Breathalyzer Tests for City Council, an Idea Whose Time Has Come.

Spanish prisoners: By the time you're reading this, Dallas City Council probably has already voted on whether to approve a cunning plan to save money we don't have by spending money we shouldn't spend on a fancy bridge we don't need that will be paid for with money we also don't have.

Confused, citizen?

Allow Buzz to sum up: City Hall wants to build a fancy suspension bridge designed by Spanish architect Santiago Calatrava on Interstate 30 over the Trinity River. The state says the bridge needs to be replaced right away, but has only the money to do a regular ol' bridge, which will cost around $170 million. The prettier Calatrava bridge City Hall wants costs around $500 million, which means the city, which is broke, needs a boatload of money to pay the difference in price. The plan, which the council was scheduled to vote on Wednesday, is to pay Calatrava $10.7 million—$7.2 million from private donations and about $3.5 million in borrowed money—to redesign his fancy bridge so it costs between $50 million and $150 million less than $500 million, which, as we may have mentioned, the CITY DOESN'T HAVE.

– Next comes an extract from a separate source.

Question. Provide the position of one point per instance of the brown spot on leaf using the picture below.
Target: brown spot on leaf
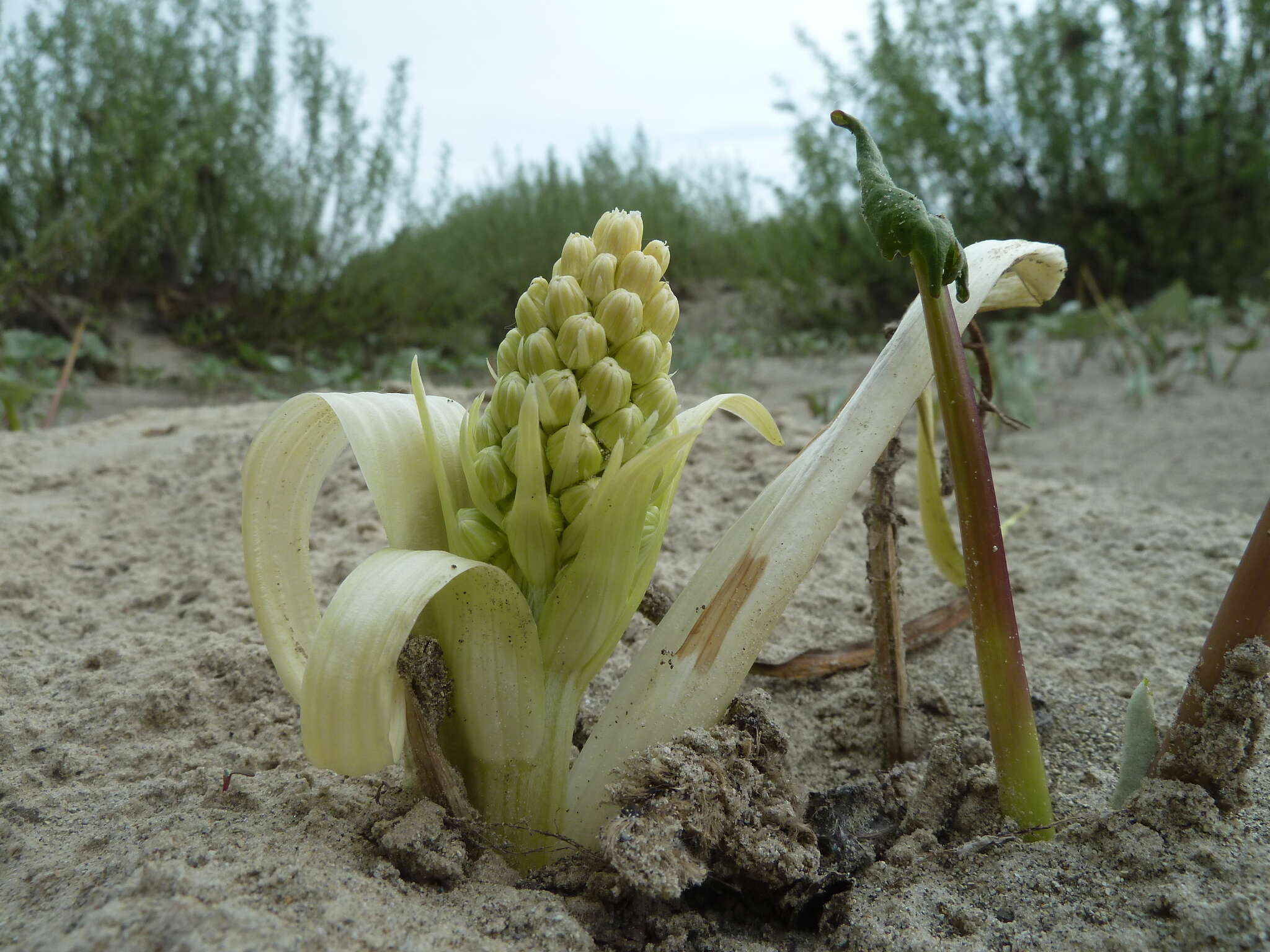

Still confused? Consider this analogy: You take your last $1,000 to buy a used VW. Your car salesman says, "I have a great used Bentley for $100,000, but if you give me that $1,000 now, I can knock that price down to $80,000 next week."

Now, those of you who are currently sane, sober and not a sitting council member can see the problem here, i.e. your broke ass doesn't have 80 grand. But that's the sort of small-picture thinking that keeps you mired in humdrum reality. City Hall knows one must spend money to save money. It's merely an unfortunate consequence of laws that the city can't actually print money, but we must forge ahead with our plans, confident that God—or taxpayers—will provide the millions we need when the time comes.

If all this sounds nuts, Mr. and/or Ms. Taxpayer, then perhaps you'll get behind Buzz's own money-saving City Hall scheme: Breathalyzers for city council. Before each vote, council members must blow into a tube and prove they're relatively sober (don't want to be too harsh) before they can get their vote buttons to work, like those ignition locks on cars. This scheme, which we thought up and claim any and all rights to, can be implemented at a low, low cost to taxpayers as soon as you all send Buzz a check. About $5 million should cover it.